Inference from very wide source

Please provide complete information as applicable to your setup.

• Hardware Platform (Jetson / GPU)
Jetson AGX Xavier
• DeepStream Version
4.0
• JetPack Version (valid for Jetson only)
4.4
• TensorRT Version
7.1.3.0
• NVIDIA GPU Driver Version (valid for GPU only)
• Issue Type( questions, new requirements, bugs)

I’m using deepstream-app, deepstream-test4-app and different derivatives from those.

When I process a “normal” h264 file, 16:9 ratio, 1920x1080, it works great.

This is the mediainfo output for such file:

General
Complete name                            : una.h264
Format                                   : AVC
Format/Info                              : Advanced Video Codec
File size                                : 38.6 MiB

Video
Format                                   : AVC
Format/Info                              : Advanced Video Codec
Format profile                           : Baseline@L4
Format settings                          : 1 Ref Frames
Format settings, CABAC                   : No
Format settings, ReFrames                : 1 frame
Format settings, GOP                     : M=1, N=30
Width                                    : 1 920 pixels
Height                                   : 1 080 pixels
Display aspect ratio                     : 16:9
Color space                              : YUV
Chroma subsampling                       : 4:2:0
Bit depth                                : 8 bits
Scan type                                : Progressive

But what I have to process is a wider image, which is a stitch from 3 cameras, resulting in a 3840x720 image.

This is the mediainfo output of such file:

General
Complete name                            : ../filename.h264
Format                                   : AVC
Format/Info                              : Advanced Video Codec
File size                                : 103 MiB

Video
Format                                   : AVC
Format/Info                              : Advanced Video Codec
Format profile                           : Baseline@L5
Format settings                          : 1 Ref Frames
Format settings, CABAC                   : No
Format settings, ReFrames                : 1 frame
Format settings, GOP                     : M=1, N=30
Width                                    : 3 840 pixels
Height                                   : 720 pixels
Display aspect ratio                     : 5.333
Color space                              : YUV
Chroma subsampling                       : 4:2:0
Bit depth                                : 8 bits
Scan type                                : Progressive

Both files are similar in quality, resolution, etc. And composed of the same features.

But in the second case the inference is really poor. It only detects a couple of the bigger persons and nothing more. There are about 10-15 persons on the image, which are perfectly detected on the single image test.

So I guess my question here is: What do I have to tune in the inference config files in order to detect ok on the wider image? That am I doing wrong?

Thanks a lot.

• How to reproduce the issue ? (This is for bugs. Including which sample app is using, the configuration files content, the command line used and other details for reproducing)
• Requirement details( This is for new requirement. Including the module name-for which plugin or for which sample application, the function description)

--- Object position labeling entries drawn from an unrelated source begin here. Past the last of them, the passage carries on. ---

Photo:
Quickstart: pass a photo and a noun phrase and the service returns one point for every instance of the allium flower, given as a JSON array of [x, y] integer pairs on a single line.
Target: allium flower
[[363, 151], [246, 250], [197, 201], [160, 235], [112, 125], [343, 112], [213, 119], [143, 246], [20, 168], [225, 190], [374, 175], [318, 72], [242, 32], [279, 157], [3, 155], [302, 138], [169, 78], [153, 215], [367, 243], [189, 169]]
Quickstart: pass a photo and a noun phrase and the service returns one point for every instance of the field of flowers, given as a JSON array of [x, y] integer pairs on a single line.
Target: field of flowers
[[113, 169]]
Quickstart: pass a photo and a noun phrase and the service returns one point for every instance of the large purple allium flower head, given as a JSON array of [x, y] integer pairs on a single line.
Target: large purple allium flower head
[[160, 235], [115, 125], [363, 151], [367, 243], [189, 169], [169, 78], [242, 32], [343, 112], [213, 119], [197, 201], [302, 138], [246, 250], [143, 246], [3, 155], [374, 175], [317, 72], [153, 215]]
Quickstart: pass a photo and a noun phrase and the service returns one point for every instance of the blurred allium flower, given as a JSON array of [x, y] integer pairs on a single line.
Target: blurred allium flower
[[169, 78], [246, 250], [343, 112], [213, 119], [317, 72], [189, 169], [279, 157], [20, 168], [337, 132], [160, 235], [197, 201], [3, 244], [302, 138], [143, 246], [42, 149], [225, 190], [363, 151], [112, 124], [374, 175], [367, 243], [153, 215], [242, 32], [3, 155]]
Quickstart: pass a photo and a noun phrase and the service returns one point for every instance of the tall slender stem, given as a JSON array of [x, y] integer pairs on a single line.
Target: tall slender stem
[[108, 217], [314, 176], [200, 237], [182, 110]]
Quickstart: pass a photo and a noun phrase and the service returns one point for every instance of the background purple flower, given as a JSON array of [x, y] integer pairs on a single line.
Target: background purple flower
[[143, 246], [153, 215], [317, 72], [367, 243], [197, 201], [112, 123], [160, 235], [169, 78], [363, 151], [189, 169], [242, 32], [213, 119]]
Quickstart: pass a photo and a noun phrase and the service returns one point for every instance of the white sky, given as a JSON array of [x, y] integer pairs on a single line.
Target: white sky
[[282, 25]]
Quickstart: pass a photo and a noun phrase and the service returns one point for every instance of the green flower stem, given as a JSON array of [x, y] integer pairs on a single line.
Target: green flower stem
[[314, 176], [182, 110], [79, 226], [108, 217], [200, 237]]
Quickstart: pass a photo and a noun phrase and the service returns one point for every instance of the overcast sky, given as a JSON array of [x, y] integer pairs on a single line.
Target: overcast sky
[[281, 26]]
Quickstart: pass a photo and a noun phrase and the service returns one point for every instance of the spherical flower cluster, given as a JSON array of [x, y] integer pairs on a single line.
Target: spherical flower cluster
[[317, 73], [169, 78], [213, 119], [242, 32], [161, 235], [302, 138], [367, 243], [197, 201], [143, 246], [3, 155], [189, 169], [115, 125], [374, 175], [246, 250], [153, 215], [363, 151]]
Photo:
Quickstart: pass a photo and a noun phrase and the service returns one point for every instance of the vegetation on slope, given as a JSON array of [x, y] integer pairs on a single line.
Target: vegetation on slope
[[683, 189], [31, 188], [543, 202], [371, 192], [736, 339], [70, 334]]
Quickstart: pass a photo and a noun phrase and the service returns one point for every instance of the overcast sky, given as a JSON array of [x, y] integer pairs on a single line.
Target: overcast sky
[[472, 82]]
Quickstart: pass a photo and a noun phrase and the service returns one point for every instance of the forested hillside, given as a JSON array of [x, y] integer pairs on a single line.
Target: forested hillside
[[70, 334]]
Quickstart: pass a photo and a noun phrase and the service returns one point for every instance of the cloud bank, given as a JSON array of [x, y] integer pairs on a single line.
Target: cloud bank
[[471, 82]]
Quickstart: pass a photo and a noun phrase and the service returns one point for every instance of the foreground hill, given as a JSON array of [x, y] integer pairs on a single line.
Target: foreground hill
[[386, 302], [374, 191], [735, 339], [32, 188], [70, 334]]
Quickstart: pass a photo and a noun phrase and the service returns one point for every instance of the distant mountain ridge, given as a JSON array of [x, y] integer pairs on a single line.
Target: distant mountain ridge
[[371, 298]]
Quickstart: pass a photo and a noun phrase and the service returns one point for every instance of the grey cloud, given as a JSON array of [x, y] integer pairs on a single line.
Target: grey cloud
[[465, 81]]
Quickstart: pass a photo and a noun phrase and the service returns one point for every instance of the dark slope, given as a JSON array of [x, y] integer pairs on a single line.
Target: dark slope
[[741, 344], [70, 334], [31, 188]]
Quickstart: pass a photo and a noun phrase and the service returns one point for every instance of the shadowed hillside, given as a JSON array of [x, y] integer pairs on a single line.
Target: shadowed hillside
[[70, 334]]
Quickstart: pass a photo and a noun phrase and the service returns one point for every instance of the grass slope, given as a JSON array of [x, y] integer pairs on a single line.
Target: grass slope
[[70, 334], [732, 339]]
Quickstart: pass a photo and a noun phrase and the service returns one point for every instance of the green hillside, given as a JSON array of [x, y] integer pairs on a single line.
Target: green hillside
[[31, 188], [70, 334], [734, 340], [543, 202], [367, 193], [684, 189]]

Hey, why you still need to use DS4.0, could you upgrade to latest DS5.0.1.
For your question, is it possible to input 3 single streams from camera to DS pipeline instead of stitch them to one stream, I guess the resize in nvstreammux or nvinfer will affact the accuracy.

I have to use Jetpack 4.4.0 for an issue with my drivers, and for historical reasons I kept using DS4.0. I tried to run deepstream-test4 from DS5.0 but it gave a lot of errors so I abandoned it.

Is it much better to run DS5.0? Does it improve the accuracy in my case?

I know, but my use case is to first stitch and then to detect objects in this wide video.
Is not possible to accurately detect objects in this 3840x720 canvas? Is not that big of an image. Is it about the aspect ratio?

Can you tell me more about this resize? Which would be the ideal input size? Does it has to be 16:9?

Thanks a lot

I would like to add some information here.

I activated the file output (and screen output also), and both of them shows me a very distorted 16:9 output. I suppose then that the network is having a hard time to detect these distorted “thin” persons.

Is it possible to avoid this resize? Can I tell the pipeline that I’m trying to process a 3840x720 image?

thanks